Sur ce ton dépité d'Heidemarie, Suimei rétorqua. À la base, leurs spécifications comme vies artificielles diffèrent. Heidemarie est le chef-d'œuvre du marionnettiste qui l'a faite ; le blond, lui, s'enorgueillissait de son talent mais n'avait en réalité que la force d'un être que son créateur a banni.

En un sens, l'issue était jouée d'avance. L'avoir capturée un temps relève de l'exploit, mais dans un vrai duel magique, la balance penche logiquement vers Heidemarie et sa capacité supérieure.

Maintenant, ils surplombent le garçon blond étendu.

Suimei aussi connaissait son passé pour avoir lu les rapports d'enquête. Créé par un alchimiste dans le cadre d'une expérience, il avait été chassé et errait. C'est là que Cyx Ruger l'avait approché, menant à l'affaire présente.

« ... Allez, y a un côté pitié. Jeté, manipulé, et voilà le résultat. »

« Ouais. »

« Mais bon. Au fond, pourquoi les homoncules veulent-ils toujours voir trop grand ? S'ils veulent faire quelque chose, ils pourraient y aller par petites touches, non ? »

Sur cette question lancée distraitement par Suimei, Heidemarie esquissa un sourire rare.

« C'est sûr, ils voulaient que leur créateur reconnaisse leur utilité, les accepte. Alors ils ont vu grand, cherché à briller. Et puis... ouais. »

« Quoi ? »

« Ce gamin, il avait pas toi. C'est pour ça qu'il a pas pu devenir comme moi, je pense. »

Heidemarie le dit en surplombant le blond. Sa voix portait indéniablement de la compassion, son visage un rien mélancolique.

« ... Suimei-kun. Je peux faire un caprice ? »

« Quoi ? »

« Je veux pas qu'on livre ce gamin à Sen'yakai. »

« Ça me va, mais tu comptes en faire quoi ? »

Suimei demanda avec une sévérité mesurée. Pitié ou pas, le relâcher revient à répéter le cycle. S'il le laisse partir, il faut une ligne de conduite. Comme il a pris Liliana sous sa protection, assumer ses responsabilités, ça veut dire ça.

« Je veux l'envoyer chez Papa. »

« ... Je vois. Tu veux que le Maître l'éduque. »

« Ouais. J'me dis que c'est mieux comme ça. »

« Je peux écrire une lettre de recommandation, mais est-ce qu'il acceptera ? C'est un parfait inconnu, sans attache ni lien. »

« Ça ira, c'est sûr. S'il rechigne, je ferai la moue. »

Face à cette assurance, Suimei demanda distraitement :

« Pourquoi aller si loin ? »

« Pourquoi ? Toi qui me le demandes ? »

Heidemarie répondit :

« Pour sauver, vraiment, ceux qu'on ne peut pas sauver. »
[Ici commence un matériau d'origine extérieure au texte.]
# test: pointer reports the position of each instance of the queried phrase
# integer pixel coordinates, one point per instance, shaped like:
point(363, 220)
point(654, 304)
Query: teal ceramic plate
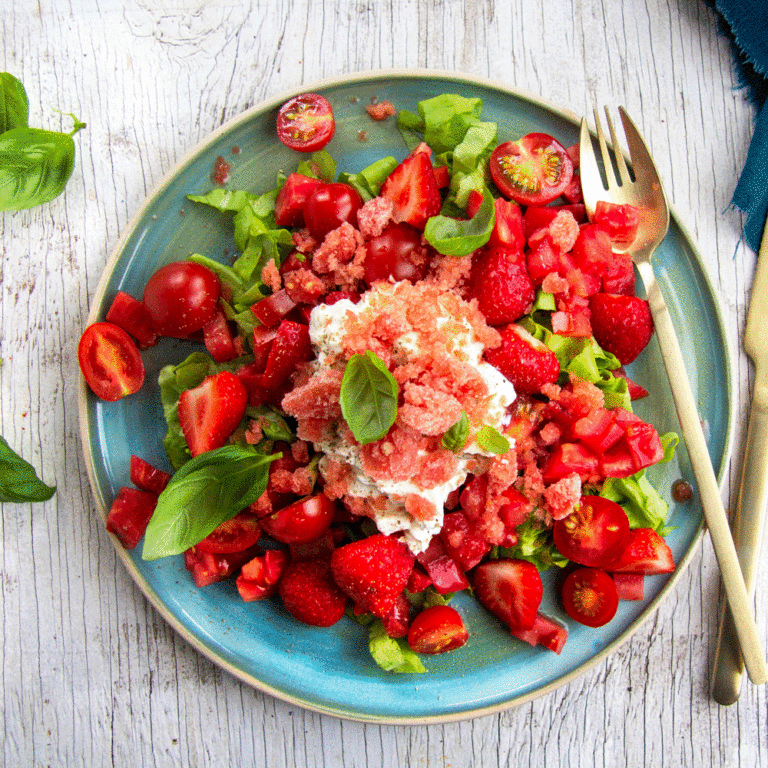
point(329, 670)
Effectivement, ça justifie amplement d'aller jusque-là.

« ... Compris. Alors je m'y mettrai sérieusement. »

Sur ce, Suimei enleva le blond inconscient sur son dos. S'il refusait de le livrer, des négociations avec Sen'yakai l'attendaient. Il songea que ce serait pénible, mais se démener pour un disciple qui agit selon l'idéal de l'Association, c'est le devoir d'un maître.

Tout en ressentant une joie sourde face à la croissance d'Heidemarie, ils quittèrent l'église ensemble.

Dehors, Felmenia et les gens de Sen'yakai venus récupérer les magiciens qu'elles avaient capturés les attendaient.